Closed maximbaz closed 3 months ago
Thank you for opening this, and congratulations on the amount of data you have! :-)
It seems to me as though a limiting factor is Docker....
I have an old Recorder (0.9.6) running in a FreeBSD jail on a Shuttle barebones, and querying over the network (client is my Mac), I get the following values:
$ time curl -sSf "http://192.168.1.30:8083/api/0/locations?from=2000-01-01T00:00:00&to=2024-01-01T00:00:00&user=jpm&device=5s&format=json" | jq '.data | length'
160745
real 0m31.285s
user 0m2.707s
sys 0m0.936s
$ bc
>>> scale=2
>>> 160745/31.2
5152.08
So over 5000 records / second for which we'll not win any prizes obviously, but better than the numbers you're obtaining.
As an aside: the data our API returns contains a .count
element, so piping the curl output to jq .count
is a bit more efficient.
One other obvious candidate would be that I run this setup on HDD (on an Azure VM), in case there are lots of disk operations. Does your hardware have SSD?
I noticed that recorder consumes one entire core when executing this API call. This VM is tiny (just a dual core processor), I tried to stop a lot of other things to make sure recorder always has a free core for it, it helped a bit, but not by much (e.g. it reduced time from 3 minutes to 2 min 40 s).
Do you think it could be serialization / deserialization, that takes a big chunk of time? Because just processing a single file with plain grep
seems to be fast (in terms of data access), but I admit I haven't looked at the code yet as to what else the API call is doing, besides opening the relevant files and filtering out for entries with type locations).
$ time curl 'localhost:8083/api/0/locations?from=2023-12-01T00%3A00%3A00&to=2024-01-01T00%3A00%3A00&user=xxx&device=xxx&format=json' | jq '.count'
real 0m 5.16s
user 0m 0.00s
sys 0m 0.01s
10120
$ time cat /store/rec/xxx/xxx/2023-12.rec | grep '"_type":"location"' | wc -l
real 0m 0.05s
user 0m 0.00s
sys 0m 0.01s
10120
I've been running https://github.com/networkException/oxidetracks in parallel with the regular recorder for a while and it gets a great speedup from keeping locations in memory once loaded from disk. I think this is worth exploring as an opt-in mechanism, the default memory footprint should stay minimal but if someone is willing to throw more RAM at the problem to make it go away that seems like a good option.

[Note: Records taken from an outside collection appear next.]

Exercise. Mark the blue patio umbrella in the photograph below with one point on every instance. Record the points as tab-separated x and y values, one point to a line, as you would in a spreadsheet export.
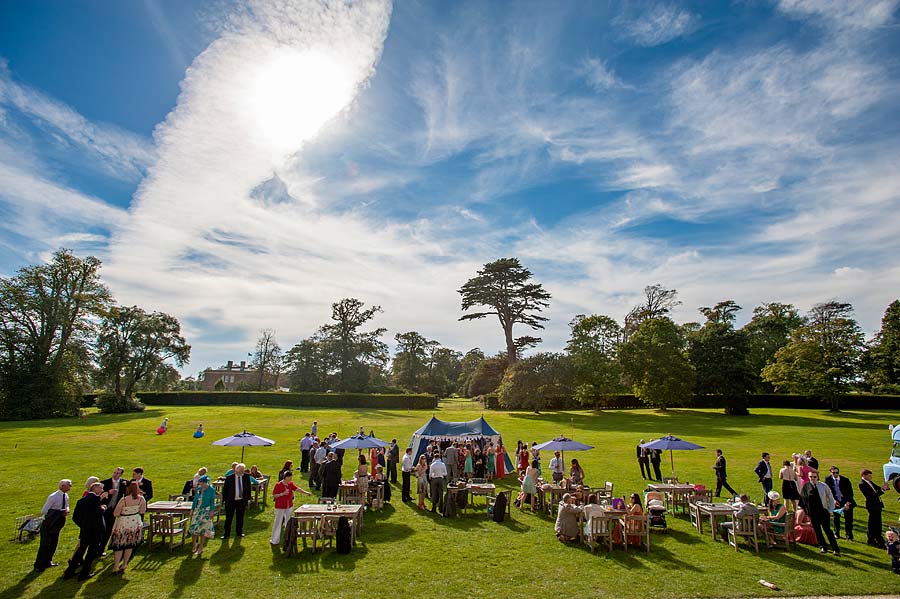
562	444
671	443
359	442
243	440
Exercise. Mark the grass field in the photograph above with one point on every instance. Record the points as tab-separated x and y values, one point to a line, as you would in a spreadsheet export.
407	553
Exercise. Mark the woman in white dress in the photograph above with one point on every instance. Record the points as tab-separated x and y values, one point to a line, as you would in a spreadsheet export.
128	531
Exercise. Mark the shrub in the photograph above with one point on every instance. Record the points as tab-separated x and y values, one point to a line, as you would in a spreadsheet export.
110	404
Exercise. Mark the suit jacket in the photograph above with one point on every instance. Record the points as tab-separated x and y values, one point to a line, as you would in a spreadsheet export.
846	490
762	468
812	501
111	501
872	493
720	468
146	487
88	515
228	489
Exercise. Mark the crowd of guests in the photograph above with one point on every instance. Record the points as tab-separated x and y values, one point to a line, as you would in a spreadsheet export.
110	512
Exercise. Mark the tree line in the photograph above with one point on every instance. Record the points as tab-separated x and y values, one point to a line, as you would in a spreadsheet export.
62	334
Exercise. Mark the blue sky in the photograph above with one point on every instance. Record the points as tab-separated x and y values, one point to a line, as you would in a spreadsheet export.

processing a single file with plain grep seems to be fast
That would be blindingly fast, but the Recorder does indeed deserialize and serialize in order to filter out e.g. lwt
messages and others that could be in there.
I have previously thought about replacing the plain text files by some sort of database (I think @linusg and I once briefly considered SQLite3), but it's not been really important to date.
The question is also, now circling back a bit to the Frontend PR you submitted, how often are people going to want to plot "all points ever!" on a map. Here it would be quite a messy business ... ;-)
if someone is willing to throw more RAM at the problem
True, even though it would somehow defeat one of the original intensions of the Recorder: lightweight and low in resource consumption -- one of the reasons we didn't originally put PostgreSQL behind it or whatnot. :-)
I do agree that adding some form of optional large in-core cache would be an attractive proposition from the point of view speed.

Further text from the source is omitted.